第3話 理由は?
その場所は学校から少し歩いた山にある倉庫。倉庫といっても小屋のような小規模なもので、普段はかくれんぼに子供が使うくらいだった。
山道の入り口まできて、吉田はちらりと二奈を見る。
「佐田さんと仲良かったんだ」
「…まあ、話はしてくれてた。…あの子優しいから、私のこと気にしてくれてて」
「そっか。佐田さんらしいね」
佐田さんと呼ばれる女子生徒、佐田奈央華は控えめで綺麗な顔立ちの大人しい子だ。誰に対しても優しく思いやりを持っている。
流石にクラスの雰囲気を察してか二奈との会話はほとんどなかったが、放課後や誰もいない時は話をしていたのだろう。
「それより…」
吉田は先程二奈から聞いた昨日の出来事をなぞっていた。学校の帰り、2人は自分の家ではなく、山の方向へ向かう。その理由は佐田が二奈を誘ったからだった。
“山の神社に行きたいけれど、1人じゃ心細いんだ”
学校で居場所のなかった二奈はそんな意味のわからない誘いに付き合うほど、判断力をなくしていた。心細いところへ出向く付き添いに他の誰でもない、二奈を選んでくれたのが嬉しくてしょうがなかったのだ。
神社に向かい、その近くの石碑に佐田が花を添えた後、2人は山道を降りた。その道中で何者かに捕まってしまう。

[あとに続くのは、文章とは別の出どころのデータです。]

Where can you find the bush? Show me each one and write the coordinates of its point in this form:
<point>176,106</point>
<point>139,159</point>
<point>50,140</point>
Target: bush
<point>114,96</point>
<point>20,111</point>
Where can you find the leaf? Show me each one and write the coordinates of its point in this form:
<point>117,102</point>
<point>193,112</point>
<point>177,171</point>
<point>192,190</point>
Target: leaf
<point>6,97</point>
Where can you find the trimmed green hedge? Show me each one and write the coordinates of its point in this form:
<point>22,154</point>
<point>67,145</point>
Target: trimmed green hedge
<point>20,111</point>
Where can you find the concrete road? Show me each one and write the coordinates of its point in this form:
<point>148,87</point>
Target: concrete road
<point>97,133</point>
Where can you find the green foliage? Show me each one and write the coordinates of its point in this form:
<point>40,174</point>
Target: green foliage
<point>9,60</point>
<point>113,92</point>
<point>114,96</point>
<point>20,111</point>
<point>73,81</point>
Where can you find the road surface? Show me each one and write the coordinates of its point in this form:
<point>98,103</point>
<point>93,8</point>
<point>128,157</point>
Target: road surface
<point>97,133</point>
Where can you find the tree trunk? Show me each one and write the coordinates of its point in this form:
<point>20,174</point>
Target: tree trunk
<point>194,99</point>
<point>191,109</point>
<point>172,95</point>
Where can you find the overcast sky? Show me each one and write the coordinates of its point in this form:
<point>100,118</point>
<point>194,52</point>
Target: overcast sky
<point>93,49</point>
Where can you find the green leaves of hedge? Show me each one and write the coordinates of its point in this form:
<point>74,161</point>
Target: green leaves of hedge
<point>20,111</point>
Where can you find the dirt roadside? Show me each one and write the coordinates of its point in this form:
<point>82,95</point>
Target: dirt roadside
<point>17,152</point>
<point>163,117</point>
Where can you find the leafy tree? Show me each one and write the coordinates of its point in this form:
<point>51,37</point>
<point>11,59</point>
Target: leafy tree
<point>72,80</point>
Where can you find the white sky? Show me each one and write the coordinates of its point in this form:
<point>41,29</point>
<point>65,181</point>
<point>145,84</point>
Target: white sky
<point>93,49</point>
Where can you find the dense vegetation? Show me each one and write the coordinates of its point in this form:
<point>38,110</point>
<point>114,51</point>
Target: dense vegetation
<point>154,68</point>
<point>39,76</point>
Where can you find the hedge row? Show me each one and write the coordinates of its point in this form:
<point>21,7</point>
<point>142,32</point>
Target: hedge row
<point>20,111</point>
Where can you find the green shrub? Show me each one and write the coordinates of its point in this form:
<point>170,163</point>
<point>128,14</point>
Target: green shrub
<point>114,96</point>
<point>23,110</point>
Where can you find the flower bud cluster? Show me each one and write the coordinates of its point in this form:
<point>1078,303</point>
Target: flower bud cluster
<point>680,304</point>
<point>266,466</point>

『犯人は1人じゃなかった。2人とも簡単に抱え上げられて小屋に連れていかれた。』
一方吉田は佐田の目的について考えていた。どう考えても、疑問が残る行動が多い。
まず、普段誰も近寄らない山の神社の石碑に花を供えに行ったこと。
そしてその連れとしてクラスで最も嫌われているであろう高峯二奈を選んだこと。
まあ、理由は本人に聞けばいいかと吉田は再び二奈に話しかけた。
「高峯はどうして人をいじめてたの?」
吉田にとってずっと疑問に思っていたことだった。彼女は結構な長期間クラスメイトをいじめていた。
「……わかんない。いじめてる自覚もなかった」
「そうなんだ」
「ちょっと前の自分のことなのにわかんないの。家で居場所もないし、むしゃくしゃしてたのかもね」
「大変だね。色々と」
「…大変だけど……きっとすごく惨めなんだ、私」
多分、本人の中で答えは出ている。二奈は自分よりも幸せな境遇に生まれた人たちが憎かった。家に居場所があるのに不幸そうに、家族を迷惑そうにしている人を見ると気持ちを抑えられなかったのだ。
吉田はあまり踏み込まず、そのまま歩き続けた。二奈もこれ以上の話は望まず、違う話題を振る。
「佐田さん…大丈夫だよね」
「…昨日から丸一日経ってるけど身代金要求してるなら無事だと思う」
「そっか……」
緊張を保ったまま、二人は静かに足を進めていった。